Payback is my preferred way to look at electric vehicles:
- How much extra for the battery
- How much do you save each year
For commercial vehicles, payback is already good enough. In the US, travelling 150-200km daily, the payback is less than two years if you are happy with a 300km range battery. If you can charge throughout the day and use a 150km range battery, you can halve the payback period:
However, consumers have more random travel demands. And so more range anxiety. But drive less. With an 800km/500mi battery range, the average US consumer would need the oil price to be more than $200 to make the payback period reasonable:
In Europe, fuel and electricity are more expensive, but the distance travelled is much lower. In Australia, payback is much worse. Australians drive less than the US, and electricity costs are higher.
Net effect – oil prices aren’t high enough
Higher oil prices will lead to more consumers switching to electric. But the economics aren’t particularly attractive. And probably won’t be until 2030.
Battery costs have halved over the last six years. They will need to do that again. A price war in Chinese production is helping. Solid-state batteries will help, but they are also five years away from mass production.
Driverless vehicles? As commercial vehicles, they already make economic sense to be electric. The rollout is happening, but even the most optimistic assumptions have mass adoption five years away.
Initially, yields fell sharply on a safe haven trade into bonds when Hamas attacked. Bonds are an interesting question now. If we see:
- Oil embargo, oil price spikes: the market will start factoring in a negative shock to growth. Bonds look attractive, and equities fall. This is a lower probability outcome.

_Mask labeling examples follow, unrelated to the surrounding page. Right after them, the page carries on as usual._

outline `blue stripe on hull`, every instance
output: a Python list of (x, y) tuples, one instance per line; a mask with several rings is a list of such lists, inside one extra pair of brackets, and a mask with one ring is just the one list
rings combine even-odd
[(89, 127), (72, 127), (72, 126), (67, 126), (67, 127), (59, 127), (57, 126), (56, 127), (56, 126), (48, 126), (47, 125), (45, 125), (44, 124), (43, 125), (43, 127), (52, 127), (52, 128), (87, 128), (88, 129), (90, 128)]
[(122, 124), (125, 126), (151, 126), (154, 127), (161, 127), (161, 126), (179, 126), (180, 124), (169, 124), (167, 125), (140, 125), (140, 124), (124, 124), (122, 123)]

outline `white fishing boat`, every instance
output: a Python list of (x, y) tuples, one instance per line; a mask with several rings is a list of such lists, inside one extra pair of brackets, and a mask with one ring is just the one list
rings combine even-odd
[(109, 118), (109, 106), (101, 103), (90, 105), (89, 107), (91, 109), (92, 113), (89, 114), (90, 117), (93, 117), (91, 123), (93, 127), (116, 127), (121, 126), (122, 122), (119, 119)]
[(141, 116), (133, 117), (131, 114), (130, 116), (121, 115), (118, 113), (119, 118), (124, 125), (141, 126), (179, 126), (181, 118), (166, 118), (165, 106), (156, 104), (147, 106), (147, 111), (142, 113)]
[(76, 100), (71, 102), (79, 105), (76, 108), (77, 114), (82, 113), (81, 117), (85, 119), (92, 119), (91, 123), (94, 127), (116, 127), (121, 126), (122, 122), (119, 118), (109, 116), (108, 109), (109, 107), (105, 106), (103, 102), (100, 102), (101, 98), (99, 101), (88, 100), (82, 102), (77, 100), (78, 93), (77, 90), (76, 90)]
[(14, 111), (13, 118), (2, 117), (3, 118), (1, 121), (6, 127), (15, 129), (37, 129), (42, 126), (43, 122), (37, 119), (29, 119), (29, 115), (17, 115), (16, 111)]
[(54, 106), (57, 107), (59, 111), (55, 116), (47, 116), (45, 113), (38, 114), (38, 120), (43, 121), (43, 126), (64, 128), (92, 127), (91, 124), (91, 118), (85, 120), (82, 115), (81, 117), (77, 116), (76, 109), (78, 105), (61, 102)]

- Limited escalation, oil price remains steady: then inflation expectations will increase. Negative for growth. Bonds and equities both likely fall.
- Gradual de-escalation, oil price fades: inflation expectations also fade. Bonds look attractive; equities will depend on how quickly broader demand is falling. There are both positive and negative possibilities for equities.
Bigger picture, developed markets are significantly more financialized than in the past. Meaning that if stocks fall enough, they would also deliver a blow to consumers. Even if not, equities based on both price and earnings will need to be discounted.
Markets are now back to average valuations. The bigger question is company earnings. But more on that another time.